Sie hatten eine Seite „Gute Nachrichten aus der Wissenschaft“. Da ging es auch um Mäuse, deren alte Zellen, die nicht mehr vermehrungsfähig waren, herausoperiert wurden, und das ergab dann eine Verjüngungskur für die Tierchen. Die Muskeln wurden wieder glatt und voll.

Wie machten die Wissenschaftler das „Herausoperieren“? Ich denke, die Zellen sind über den gesamten Körper verteilt. Man müsste sozusagen eine Zelle totschießen und ihre Nachbarin leben lassen.

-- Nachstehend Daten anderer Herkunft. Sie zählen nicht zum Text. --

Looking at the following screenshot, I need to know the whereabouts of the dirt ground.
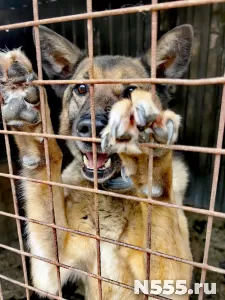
[0,213,225,300]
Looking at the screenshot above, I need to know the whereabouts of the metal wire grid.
[0,0,225,300]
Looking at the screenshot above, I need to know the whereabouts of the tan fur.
[0,25,192,300]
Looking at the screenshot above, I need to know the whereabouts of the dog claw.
[136,105,146,127]
[166,120,174,144]
[22,155,40,169]
[141,185,163,198]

In der Natur gibt es im Körper Fresszellen, die die alten Zellen wegräumen – die Müllabfuhr des Körpers sozusagen. Die Fresszellen sind umso aktiver, je besser das Immunsystem ist. Wenn man älter wird, schwächelt das Immunsystem, d.h., die Müllabfuhr kommt nur noch alle 14 Tage und der Müll sammelt sich an, bis man daran erstickt. Dann müsste es eigentlich darum gehen, das Immunsystem zu stärken. Wie macht man das? Vitamin C zu sich nehmen, Heidelbeeren essen, lange Spaziergänge? Was sagen die Autoren der Studie dazu, bzw., was sagt die allgemeine medizinische Wissenschaft zum Thema Stärkung des Immunsystems und Müllabfuhrfunktion für alte, nicht mehr teilungsfähige Zellen?

Beate Kohlschütter, Berlin

Liebe Frau Kohlschütter,

eine Warnung vorweg: Es hat immer wieder wissenschaftliche Hypothesen gegeben, wie der Mensch das Altern verzögern, aufheben, umdrehen könnte. Ein kurzer Blick in den Spiegel reicht allerdings, um festzustellen, dass dieses Versprechen (oder ist es vielleicht doch eine Drohung?) bisher nicht eingelöst wurde.

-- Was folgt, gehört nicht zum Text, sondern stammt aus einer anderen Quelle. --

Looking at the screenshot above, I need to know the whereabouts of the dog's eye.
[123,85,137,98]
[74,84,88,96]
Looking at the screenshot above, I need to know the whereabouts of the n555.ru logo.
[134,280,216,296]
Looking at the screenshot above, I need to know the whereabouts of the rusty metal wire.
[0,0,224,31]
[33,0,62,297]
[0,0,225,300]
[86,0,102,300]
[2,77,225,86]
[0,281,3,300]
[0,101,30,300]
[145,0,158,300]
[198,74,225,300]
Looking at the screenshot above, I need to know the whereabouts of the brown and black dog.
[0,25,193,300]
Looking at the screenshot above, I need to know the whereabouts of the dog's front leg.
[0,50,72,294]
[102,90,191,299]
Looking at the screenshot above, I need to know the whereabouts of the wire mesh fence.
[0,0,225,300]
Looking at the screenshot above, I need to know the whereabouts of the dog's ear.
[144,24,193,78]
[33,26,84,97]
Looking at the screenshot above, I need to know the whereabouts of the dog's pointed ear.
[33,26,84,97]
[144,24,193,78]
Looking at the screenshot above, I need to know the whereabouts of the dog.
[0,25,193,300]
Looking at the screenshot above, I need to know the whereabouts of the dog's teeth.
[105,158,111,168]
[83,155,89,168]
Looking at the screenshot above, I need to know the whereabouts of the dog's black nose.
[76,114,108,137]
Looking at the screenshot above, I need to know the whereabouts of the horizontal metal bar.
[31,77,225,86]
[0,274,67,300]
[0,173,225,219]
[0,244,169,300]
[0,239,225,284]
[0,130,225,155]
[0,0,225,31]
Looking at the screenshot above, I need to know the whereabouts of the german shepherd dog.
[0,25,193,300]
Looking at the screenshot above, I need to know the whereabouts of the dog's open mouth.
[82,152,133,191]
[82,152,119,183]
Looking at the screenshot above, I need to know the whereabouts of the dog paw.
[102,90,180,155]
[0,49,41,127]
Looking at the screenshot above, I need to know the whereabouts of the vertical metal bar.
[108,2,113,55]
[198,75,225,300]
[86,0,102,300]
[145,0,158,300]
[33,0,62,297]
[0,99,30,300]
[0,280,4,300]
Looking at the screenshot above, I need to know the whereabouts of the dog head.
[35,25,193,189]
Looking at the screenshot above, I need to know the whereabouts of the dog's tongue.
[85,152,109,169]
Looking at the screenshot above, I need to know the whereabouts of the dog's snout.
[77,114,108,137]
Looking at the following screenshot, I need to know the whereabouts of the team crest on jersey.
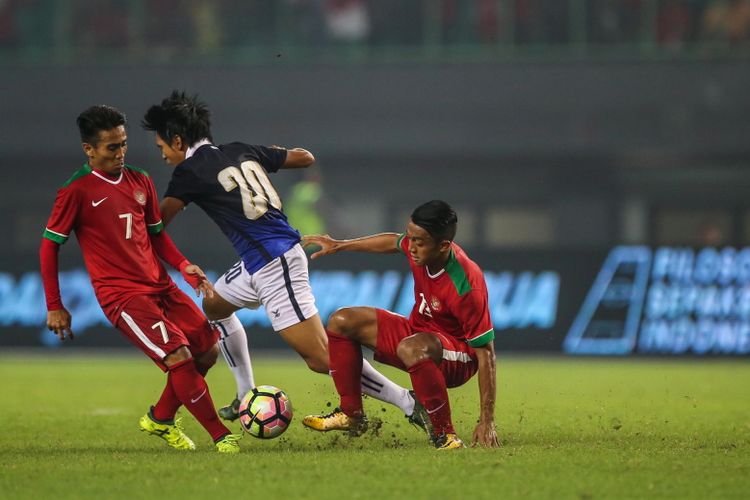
[133,189,146,205]
[430,297,440,311]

Nun haben Altersforscher eine neue Fährte: Sie glauben, dass „alte“ Zellen wesentlich zum Altern beitragen. Diese Zellen müssen gar nicht wirklich alt sein, aber sie haben aufgehört sich zu teilen, zum Beispiel, weil sie so beschädigt sind, dass sie zu Tumorzellen werden könnten. Forscher nennen das „Seneszenz“.

Sie können sich den Körper wie einen Unternehmer vorstellen, der Angestellte, die ihre Aufgabe nicht mehr erfüllen, nicht gleich entlässt, sondern auf einen ruhigen Posten versetzt, auf dem sie nicht viel falsch machen können. Offenbar ist es aber so, dass diese „ruhigen“ Angestellten auch ihr Umfeld beeinflussen – vielleicht surfen sie den ganzen Tag auf Facebook und lenken ihre Kollegen damit ab. Irgendwann sammeln sich dann so viele dieser Zellen/Angestellten an, dass der ganze Körper/Betrieb in Mitleidenschaft gezogen wird.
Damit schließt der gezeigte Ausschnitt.